В сцене с Офелией Охлопковым была разработана целая партитура игры с белым газовым шарфом. Гамлет брал из ее рук легкий как пух шарф, держал, баюкая на вытянутых руках, подбрасывал его, любовался им. Затем этот шарф-символ работал в сцене похорон Офелии. Гамлет доставал его из могилы и, подняв над головой, говорил знаменитое: «Я так ее любил, как сорок тысяч братьев любить не могут!» Мы с Кашкиным не решились отменить шарф совсем — это было уже вне нашей компетенции, — но играл я с ним в обоих случаях кратко и старался не акцентировать внимания на этой режиссерской находке.
Я решил в принципе, насколько это было возможно, не вписываться в декорации Рындина, а работать как бы в полемике с ними. Отыгрывать от противного пышное, помпезное оформление, которое давит на человека, раздражает его. Разумеется, играл я без парика, в современной стрижке. Искал, где это было возможно, резкие, «хулиганские» ходы — например, ерничал с Полонием:
— «Видите то облачко, похожее на верблюда?»
— «Да, принц, точь-в-точь верблюд».
— «А по-моему, оно похоже на кита».
— «В самом деле, принц».
И уже только после этого — резко, с болью:
— «Они меня с ума сведут!..»
В сцене перед «Мышеловкой», перед приходом короля с Гертрудой, я говорил Горацио: «Они идут: мне надо быть безумным» — и затем ложился на пол, задрав ноги, как это мог бы сделать шут Йорик. Король в присутствии придворных натыкался на непристойную позу и, отыграв «оценку», обращался с вопросом:
— «Как поживает наш племянник Гамлет?»
— «Питаюсь воздухом, пичкаюсь обещаниями: так не откармливают и каплунов».
— «Эти слова не мои».
— «Да, и не мои больше», — говорил я, «раздувал» сказанное по ветру, опять же как это мог бы сделать Йорик, мотал головой, чтобы зазвенели несуществующие бубенчики на шутовском колпаке.

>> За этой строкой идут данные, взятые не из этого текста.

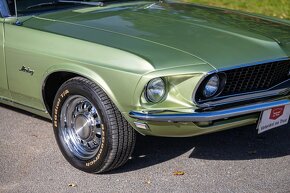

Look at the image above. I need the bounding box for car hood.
[23,1,290,70]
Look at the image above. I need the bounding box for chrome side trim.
[129,99,290,122]
[192,57,290,107]
[0,96,12,103]
[0,96,47,113]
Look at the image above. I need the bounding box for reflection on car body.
[0,0,289,173]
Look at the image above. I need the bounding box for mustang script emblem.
[19,66,34,76]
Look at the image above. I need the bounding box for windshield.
[7,0,147,16]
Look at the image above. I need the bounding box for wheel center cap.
[75,115,91,140]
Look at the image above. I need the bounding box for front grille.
[220,59,290,97]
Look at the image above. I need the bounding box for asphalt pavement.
[1,103,290,193]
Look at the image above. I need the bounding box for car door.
[0,17,10,102]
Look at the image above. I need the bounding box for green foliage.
[184,0,289,20]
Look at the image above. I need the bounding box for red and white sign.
[257,105,290,134]
[269,106,285,120]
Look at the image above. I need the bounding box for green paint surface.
[0,1,289,136]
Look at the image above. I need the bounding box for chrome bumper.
[129,99,290,122]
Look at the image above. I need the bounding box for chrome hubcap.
[75,115,91,140]
[60,95,102,160]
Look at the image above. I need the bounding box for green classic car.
[0,0,290,173]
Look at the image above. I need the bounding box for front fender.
[42,62,144,116]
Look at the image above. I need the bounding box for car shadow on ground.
[1,103,290,174]
[0,103,51,122]
[110,123,290,174]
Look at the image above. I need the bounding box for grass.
[184,0,290,20]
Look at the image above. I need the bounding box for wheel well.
[43,72,79,116]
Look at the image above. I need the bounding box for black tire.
[52,77,136,173]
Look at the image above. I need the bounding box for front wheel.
[52,77,136,173]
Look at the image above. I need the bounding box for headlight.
[145,78,166,103]
[194,73,226,103]
[203,74,220,98]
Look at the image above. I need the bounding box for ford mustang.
[0,0,290,173]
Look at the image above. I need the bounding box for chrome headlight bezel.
[195,73,227,102]
[145,77,166,103]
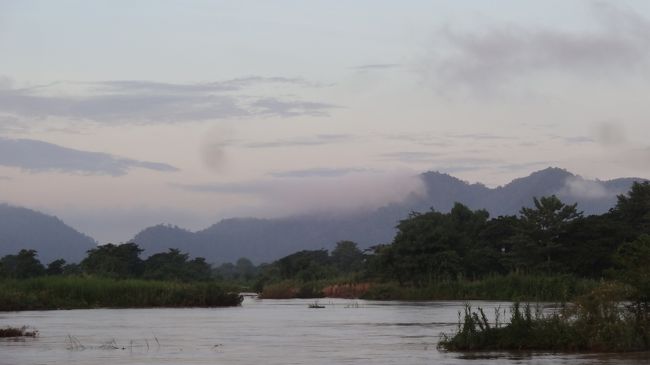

Что-то нашлось в процессе репетиций с Кашкиным за два с половиной месяца, которые мне выпали для работы над ролью, что-то рождалось потом за три сезона, когда я играл эту самую замечательную роль из всех существующих на свете. И теперь, спустя двадцать с лишним лет, мне еще снятся актерские сны: я играю Гамлета по ночам в сюрреалистической трансформации, которая каждый раз — иная… Я думаю, я уверен, больше того, я знаю, что каждый актер, соприкасавшийся с этой ролью, будет ее проигрывать во сне и наяву до конца дней своих, даже если другие роли принесут ему большую славу. В ней квинтэссенция мыслей о сути человеческого бытия. «И в гибели воробья есть особый промысел. Если теперь, так, значит, не потом; если не потом, так, значит, теперь; если не теперь, то все равно когда-нибудь… Раз ни один человек не знает, с чем он расстается, то не все ли равно — расстаться рано? Пусть будет». А если так, стоит ли тосковать и впадать в греховное уныние по всевозможным поводам? «Природа любой тоски человека — тоска по физическому бессмертию», — сказал древний философ. Вот Гамлет и называет человека «квинтэссенцией праха», печально-иронически задумывается о великих мира сего: быть может, Александр Македонский после смерти станет затычкой в винной бочке, а Цезарю суждено стать замазкою в щели. Он сокрушается:
— «Как радостно смотрит моя мать, а нет и двух часов, как умер мой отец».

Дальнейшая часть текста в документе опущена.